With Harrington out of calculations, the tournament effectively developed into a two man race with Woods and Yang trading blows for much of the next few holes. The pair made the turn tied at 6 under, three ahead of Lee Westwood, Soren Kjeldsen and Lucas Glover. Woods appeared to steal an important break when hit two brilliant shots to the monster par five 11th and moved ahead with his birdie there but immediately gave it back when he flew the green with his second from the left rough at the 12th and took bogey.
Then would come the short par four 14th. Yang was just short with his tee shot while Woods flew his into the front trap. Woods was first to play and hit a quality long bunker shot to 6 feet. Yang then hit the chip and run across the green into the hole for eagle and had moved ahead for the first and last time.
Try as he may Woods was unable to penetrate the unflappable Yang and even when there appeared a slight chink in the Korean’s armour when he three putted the 17th, Woods also made a mistake with a bogey of his own, despite a tee shot that looked perfect in the air. And so it was to the 18th where Yang’s brilliance secured the victory.
For Yang, who is in his second season on the PGA Tour, it is hard to comprehend the riches he will earn as the first Asian major champion. He has set the new standard for Asian golf and with the likes of Ryo Ishikawa, Danny Lee and others to follow it may be that a second major title for Asia will follow before too long. It will also provide the game in places like China, Korea, Japan and elsewhere a great boost of self belief.

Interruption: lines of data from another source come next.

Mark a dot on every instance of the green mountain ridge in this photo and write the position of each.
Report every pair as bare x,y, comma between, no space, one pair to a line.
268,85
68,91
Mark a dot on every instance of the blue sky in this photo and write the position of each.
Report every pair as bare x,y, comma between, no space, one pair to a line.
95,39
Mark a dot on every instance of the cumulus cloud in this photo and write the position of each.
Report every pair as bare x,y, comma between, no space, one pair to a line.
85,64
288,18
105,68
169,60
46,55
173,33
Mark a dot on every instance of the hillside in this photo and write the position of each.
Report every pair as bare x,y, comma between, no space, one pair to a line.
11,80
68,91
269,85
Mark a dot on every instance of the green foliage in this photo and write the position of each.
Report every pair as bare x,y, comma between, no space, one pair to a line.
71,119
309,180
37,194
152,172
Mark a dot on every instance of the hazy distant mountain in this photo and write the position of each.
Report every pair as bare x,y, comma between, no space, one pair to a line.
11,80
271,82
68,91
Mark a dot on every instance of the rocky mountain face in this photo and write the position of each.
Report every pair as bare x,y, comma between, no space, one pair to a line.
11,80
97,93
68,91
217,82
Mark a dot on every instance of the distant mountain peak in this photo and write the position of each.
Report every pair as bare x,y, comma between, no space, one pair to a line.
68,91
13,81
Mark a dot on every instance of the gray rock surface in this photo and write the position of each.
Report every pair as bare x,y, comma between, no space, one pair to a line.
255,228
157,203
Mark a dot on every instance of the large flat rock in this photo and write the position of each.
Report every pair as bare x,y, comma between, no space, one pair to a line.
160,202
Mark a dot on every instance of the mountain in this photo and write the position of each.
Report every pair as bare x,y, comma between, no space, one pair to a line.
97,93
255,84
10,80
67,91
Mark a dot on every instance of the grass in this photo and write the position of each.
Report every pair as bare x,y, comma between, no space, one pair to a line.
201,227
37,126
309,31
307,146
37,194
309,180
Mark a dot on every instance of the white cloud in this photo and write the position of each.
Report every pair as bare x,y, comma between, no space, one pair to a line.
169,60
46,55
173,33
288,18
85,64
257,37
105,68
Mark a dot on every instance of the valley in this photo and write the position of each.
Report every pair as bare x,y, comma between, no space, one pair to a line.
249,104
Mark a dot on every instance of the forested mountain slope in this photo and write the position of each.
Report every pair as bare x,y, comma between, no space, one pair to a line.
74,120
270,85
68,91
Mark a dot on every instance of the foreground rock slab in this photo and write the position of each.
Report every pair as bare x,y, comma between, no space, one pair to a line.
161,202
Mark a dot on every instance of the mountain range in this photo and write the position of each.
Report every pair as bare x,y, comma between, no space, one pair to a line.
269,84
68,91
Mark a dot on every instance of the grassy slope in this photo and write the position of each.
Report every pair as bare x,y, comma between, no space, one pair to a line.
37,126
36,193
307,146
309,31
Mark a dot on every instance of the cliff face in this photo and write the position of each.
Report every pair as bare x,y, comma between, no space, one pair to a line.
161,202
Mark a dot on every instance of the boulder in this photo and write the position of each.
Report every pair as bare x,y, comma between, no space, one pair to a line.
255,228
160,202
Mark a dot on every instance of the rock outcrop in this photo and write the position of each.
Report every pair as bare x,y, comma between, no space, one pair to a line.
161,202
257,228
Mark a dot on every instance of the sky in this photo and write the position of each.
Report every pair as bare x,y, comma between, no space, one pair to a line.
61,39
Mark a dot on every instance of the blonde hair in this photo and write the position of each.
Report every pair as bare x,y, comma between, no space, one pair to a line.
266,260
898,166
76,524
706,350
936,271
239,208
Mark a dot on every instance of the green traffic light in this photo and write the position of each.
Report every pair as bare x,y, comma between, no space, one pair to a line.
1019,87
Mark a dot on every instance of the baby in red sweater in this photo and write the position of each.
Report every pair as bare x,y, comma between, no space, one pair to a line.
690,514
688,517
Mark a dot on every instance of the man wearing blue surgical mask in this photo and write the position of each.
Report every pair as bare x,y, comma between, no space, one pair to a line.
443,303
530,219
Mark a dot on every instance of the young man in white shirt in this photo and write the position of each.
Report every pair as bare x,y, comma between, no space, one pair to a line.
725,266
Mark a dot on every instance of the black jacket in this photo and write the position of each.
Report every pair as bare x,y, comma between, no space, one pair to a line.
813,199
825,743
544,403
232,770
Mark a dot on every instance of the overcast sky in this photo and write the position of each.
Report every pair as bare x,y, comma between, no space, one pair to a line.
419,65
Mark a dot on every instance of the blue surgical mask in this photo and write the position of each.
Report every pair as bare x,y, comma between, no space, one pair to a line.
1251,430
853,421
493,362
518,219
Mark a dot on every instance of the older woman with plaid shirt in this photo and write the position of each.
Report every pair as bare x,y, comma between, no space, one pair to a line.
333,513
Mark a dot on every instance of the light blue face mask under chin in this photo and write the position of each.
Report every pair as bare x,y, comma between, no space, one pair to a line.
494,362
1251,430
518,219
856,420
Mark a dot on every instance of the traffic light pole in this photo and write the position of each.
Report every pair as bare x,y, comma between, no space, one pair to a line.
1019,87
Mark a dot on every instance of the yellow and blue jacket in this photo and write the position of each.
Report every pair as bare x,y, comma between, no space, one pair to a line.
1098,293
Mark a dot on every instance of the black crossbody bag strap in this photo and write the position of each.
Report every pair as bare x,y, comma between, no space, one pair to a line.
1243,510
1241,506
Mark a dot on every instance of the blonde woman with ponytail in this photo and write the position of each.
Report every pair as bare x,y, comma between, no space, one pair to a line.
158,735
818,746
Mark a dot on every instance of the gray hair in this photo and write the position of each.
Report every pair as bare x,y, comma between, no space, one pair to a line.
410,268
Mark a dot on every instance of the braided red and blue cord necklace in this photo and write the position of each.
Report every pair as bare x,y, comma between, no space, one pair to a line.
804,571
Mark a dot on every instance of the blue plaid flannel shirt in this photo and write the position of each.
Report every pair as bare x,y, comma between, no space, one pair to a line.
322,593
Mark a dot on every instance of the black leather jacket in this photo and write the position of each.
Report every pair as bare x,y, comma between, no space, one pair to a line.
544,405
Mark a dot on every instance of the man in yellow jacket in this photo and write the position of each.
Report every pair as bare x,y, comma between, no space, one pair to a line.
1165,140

For so long, Korean women has shown their golfing brothers the way in terms of contending and winning at the elite end of the game but now a little bit of balance has been introduced.
“If you look back with Asian golf, I think it’s back in ’96 with the women’s golf where Se Ri Pak won the U.S. Open,” said Yang. “That really created a huge boom in Korea golf-wise where everybody started picking up clubs instead of tennis racquets and baseball bats, and with KJ Choi winning his first tournament in the oh-so-tough PGA tour, that also increased the popularity of golf.”
“I hope this win would be as – if not as significant, something quite parallel to an impact both to golf in Korea as well as golf in Asia so that all the young golfers, Korean and Asian, would probably build their dreams and expand their horizons a bit with this win.”
Lee Westwood and Rory McIroy tied for 3rd with Lucas Glover alone on 5th position.
The leading Australasian would go to Brendan Jones and Robert Allenby although Jones will take little solace for that honour. Jones had an 18 foot eagle attempt at the 7th which would have taken him to 4 under. He missed but at 3 under he was well placed for a big finish.
Jones safely negotiated the demanding 8th, 9th and 10th holes but just when his length might have served him well on holes such as 12 and 14, his round fell apart. Six bogeys in his last eight holes saw him slip to 24th and while it was by far his best finish in four major championships it was a case of what might have been.
Allenby, who started tournament so well with a round of 69 before consecutive rounds of 75, fought back on the final day for a round of 72 to finish tied with Jones in 24th position. Geoff Ogilvy was 43rd, Michael Sim 51st, Richard Green 60th, Nathan Green 63rd and David Smail 67th.